Transient Liquid Phase Bonding of Ni-based-superalloy-H230 for Microchannel Heat Exchanger for Application in Supercritical CO2 Cycles: Monica Kapoor1; Omer Dogan1; Brian Paul2; Rajesh Saranam2; Patrick McNuff2; 1National Energy Technology Lab; 2Oregon State University
The highly efficient supercritical CO2 (sCO2) cycles for power generation rely heavily on heat recuperation to increase efficiency. To this end, microchannel heat exchangers (µHX) are proposed to enhance heat transfer between heat source and sCO2 and also to reduce equipment size. Microchannel-architectures are formed by a lamination process wherein micro-sized-channels are formed in shims, which are then stacked and bonded to form a monolithic structure. Transient-liquid-phase-bonding (TLP) is one such joining techniques for µHX and was studied in Ni-based-superalloy-H230 for use in an HX operating at 700°C-800°C and 20-30 MPa pressure. Tensile testing of the stacks at 760°C indicated an yield strength of ~ 86% that of the bulk H230. sCO2 exposures of these stacks in an autoclave at 720°C and 25 MPa pressure for 500h – 1500 h were carried out.
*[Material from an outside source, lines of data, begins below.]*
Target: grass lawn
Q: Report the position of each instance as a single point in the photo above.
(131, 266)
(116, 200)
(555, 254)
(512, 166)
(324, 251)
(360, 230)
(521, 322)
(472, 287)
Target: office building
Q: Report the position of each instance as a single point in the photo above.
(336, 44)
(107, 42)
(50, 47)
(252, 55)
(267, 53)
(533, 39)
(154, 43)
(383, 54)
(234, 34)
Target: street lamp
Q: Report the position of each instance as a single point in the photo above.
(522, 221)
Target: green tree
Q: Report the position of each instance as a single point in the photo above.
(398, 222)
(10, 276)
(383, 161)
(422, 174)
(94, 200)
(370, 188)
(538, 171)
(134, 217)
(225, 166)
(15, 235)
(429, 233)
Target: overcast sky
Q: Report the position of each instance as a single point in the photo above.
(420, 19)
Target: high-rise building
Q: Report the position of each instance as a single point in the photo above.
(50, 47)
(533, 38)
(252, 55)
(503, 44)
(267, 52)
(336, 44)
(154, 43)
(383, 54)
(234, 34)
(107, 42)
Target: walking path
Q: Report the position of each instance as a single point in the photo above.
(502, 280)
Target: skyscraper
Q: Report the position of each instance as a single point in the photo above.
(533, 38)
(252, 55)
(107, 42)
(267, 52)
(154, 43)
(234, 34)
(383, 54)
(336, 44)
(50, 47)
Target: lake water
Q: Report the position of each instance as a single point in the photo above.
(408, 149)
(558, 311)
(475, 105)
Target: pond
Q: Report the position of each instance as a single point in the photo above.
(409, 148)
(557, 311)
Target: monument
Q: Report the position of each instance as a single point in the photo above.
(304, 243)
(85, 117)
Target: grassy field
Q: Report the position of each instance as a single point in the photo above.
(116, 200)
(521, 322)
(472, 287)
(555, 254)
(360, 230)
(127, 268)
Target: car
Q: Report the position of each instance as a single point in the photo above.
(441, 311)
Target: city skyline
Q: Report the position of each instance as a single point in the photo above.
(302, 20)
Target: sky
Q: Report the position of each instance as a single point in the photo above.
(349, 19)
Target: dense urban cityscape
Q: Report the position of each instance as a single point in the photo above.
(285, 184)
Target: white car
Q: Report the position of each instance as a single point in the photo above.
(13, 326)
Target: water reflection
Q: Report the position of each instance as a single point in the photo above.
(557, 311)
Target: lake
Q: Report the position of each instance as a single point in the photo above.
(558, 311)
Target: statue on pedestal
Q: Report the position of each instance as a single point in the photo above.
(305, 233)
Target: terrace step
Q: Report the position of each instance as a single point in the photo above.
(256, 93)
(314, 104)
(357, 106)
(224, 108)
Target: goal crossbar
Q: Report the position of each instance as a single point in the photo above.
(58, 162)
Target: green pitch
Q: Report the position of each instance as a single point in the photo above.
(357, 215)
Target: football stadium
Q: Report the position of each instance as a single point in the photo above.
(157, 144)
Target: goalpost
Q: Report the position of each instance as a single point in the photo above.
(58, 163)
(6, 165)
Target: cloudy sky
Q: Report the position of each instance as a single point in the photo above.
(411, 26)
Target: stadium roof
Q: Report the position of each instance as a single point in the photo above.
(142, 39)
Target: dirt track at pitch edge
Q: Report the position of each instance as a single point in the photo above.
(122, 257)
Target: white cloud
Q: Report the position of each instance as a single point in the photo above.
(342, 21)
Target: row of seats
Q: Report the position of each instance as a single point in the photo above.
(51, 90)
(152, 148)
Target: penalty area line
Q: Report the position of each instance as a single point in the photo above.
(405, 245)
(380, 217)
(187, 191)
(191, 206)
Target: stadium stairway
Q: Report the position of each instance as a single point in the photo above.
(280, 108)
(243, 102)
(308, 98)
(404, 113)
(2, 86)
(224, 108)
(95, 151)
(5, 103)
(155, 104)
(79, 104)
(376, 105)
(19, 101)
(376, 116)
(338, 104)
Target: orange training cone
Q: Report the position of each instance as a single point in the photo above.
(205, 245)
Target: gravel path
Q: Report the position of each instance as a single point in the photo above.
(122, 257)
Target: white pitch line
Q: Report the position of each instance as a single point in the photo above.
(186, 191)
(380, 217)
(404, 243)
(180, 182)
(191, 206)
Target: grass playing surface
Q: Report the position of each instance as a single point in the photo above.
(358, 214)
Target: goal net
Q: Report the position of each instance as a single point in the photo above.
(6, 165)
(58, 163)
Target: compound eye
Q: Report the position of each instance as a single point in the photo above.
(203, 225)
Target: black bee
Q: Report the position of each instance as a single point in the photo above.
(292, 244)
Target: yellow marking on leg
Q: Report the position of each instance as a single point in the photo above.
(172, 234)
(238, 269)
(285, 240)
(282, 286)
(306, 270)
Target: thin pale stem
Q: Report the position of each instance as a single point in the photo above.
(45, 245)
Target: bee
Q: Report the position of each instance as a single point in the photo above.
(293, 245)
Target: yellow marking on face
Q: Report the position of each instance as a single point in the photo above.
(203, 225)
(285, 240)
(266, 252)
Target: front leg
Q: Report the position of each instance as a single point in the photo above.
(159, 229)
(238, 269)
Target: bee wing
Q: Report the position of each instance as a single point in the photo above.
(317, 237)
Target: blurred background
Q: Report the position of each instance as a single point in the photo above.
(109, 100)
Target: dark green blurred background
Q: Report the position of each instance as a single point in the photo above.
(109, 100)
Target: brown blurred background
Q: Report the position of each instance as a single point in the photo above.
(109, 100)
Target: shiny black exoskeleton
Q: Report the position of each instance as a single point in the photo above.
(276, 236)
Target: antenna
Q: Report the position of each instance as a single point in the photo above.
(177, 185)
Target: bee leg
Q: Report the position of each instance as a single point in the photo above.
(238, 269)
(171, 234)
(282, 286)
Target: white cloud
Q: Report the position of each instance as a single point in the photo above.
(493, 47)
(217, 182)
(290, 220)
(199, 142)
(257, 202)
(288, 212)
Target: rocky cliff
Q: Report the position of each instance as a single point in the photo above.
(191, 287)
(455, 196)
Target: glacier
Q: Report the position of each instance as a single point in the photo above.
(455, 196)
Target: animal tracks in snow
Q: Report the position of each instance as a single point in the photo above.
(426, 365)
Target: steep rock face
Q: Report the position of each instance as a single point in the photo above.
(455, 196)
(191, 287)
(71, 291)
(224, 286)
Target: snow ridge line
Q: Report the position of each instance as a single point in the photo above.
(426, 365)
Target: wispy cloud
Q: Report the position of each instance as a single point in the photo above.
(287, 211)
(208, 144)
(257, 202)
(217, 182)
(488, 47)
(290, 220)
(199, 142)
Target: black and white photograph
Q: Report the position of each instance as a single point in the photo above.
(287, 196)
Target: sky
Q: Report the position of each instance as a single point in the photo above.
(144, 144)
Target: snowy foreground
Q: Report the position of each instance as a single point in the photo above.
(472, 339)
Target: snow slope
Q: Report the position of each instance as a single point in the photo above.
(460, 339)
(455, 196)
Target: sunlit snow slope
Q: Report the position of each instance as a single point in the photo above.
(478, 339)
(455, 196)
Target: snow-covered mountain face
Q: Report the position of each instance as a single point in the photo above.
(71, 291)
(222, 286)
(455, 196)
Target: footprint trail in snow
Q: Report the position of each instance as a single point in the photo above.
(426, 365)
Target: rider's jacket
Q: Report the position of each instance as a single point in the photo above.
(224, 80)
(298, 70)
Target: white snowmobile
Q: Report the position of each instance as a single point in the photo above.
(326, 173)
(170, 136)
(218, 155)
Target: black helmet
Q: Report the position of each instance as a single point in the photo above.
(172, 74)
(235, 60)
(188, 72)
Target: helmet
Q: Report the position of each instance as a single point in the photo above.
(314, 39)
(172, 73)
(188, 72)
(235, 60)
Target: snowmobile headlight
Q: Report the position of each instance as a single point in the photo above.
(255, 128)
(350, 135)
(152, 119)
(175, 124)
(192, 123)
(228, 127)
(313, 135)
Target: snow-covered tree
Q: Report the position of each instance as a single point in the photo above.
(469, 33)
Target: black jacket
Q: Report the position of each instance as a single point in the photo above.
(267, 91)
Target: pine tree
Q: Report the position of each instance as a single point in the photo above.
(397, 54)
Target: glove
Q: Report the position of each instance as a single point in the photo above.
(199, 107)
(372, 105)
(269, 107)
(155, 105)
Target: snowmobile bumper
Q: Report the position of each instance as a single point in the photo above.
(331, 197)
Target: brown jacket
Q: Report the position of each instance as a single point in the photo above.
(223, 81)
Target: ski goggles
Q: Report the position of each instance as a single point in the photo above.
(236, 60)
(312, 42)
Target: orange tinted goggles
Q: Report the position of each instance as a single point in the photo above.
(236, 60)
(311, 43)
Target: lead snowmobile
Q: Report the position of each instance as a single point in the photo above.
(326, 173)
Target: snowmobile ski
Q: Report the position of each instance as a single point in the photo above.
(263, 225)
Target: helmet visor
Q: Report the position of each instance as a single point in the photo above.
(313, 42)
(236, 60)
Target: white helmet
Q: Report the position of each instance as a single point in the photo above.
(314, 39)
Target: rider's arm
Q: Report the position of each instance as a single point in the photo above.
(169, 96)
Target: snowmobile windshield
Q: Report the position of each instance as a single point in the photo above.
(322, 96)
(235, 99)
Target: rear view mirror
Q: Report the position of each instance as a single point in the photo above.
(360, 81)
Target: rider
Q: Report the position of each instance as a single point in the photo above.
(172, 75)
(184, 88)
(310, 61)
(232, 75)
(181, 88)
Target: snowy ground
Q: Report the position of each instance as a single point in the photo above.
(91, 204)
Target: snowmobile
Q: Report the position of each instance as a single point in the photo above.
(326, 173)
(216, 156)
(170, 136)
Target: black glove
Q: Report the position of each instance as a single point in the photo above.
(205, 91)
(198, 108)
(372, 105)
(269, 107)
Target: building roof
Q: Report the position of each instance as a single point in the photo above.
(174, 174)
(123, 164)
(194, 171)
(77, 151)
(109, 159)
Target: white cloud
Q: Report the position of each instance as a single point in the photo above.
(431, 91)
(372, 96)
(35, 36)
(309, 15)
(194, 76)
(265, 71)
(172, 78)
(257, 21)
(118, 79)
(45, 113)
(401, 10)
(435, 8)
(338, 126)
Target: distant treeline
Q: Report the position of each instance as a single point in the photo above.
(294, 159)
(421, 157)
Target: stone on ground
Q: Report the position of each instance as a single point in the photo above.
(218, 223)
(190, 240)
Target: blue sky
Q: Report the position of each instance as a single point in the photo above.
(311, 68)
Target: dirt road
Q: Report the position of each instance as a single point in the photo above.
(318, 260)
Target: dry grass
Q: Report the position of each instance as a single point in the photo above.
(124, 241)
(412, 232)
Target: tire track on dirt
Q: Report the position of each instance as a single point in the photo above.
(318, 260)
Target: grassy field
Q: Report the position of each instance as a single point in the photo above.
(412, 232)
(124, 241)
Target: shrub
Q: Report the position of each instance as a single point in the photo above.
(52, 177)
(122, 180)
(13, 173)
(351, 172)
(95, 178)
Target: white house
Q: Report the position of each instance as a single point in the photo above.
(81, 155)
Microstructure characterization before and after corrosion was performed using x-ray diffraction, optical, scanning-electron and transmission-electron microscopy.
4:40 PM Invited
Pb-Bi-Sb and Pb-Bi-Ge: Novel Alternative Alloys for Application as Heat-transport Fluids in Concentrated Solar Power Systems: Miroslav Popovic1; Alan Bolind1; Mark Asta1; Peter Hosemann1; Ruijie Shao1; 1UC Berkeley
Liquid lead-bismuth eutectic (LBE) appears to be the best candidate among the heavy-metal-based alloys for heat transport in concentrated solar power systems, but even LBE has proven to be highly corrosive to steel pipes at the highest operating temperature (8000C) to which CSP developers would like to go (for increasing the efficiency of the power cycle). Here we present the results of corrosion experiments with two novel Pb-Bi-based alloys as potential alternatives to the existing LBE technology: lead-bismuth-antimony and lead-bismuth-germanium. Both alloys have been tested in static corrosion tests with candidate structural materials (Fe-Cr-Al-steels) at high temperatures, under oxygen-controlled conditions. The protective oxide scales that formed on these steels during exposure to these liquid alloys have been analyzed by various methods. Subsequently, the structural and diffusional properties of the scales have been characterized and compared to those formed in exposure to LBE.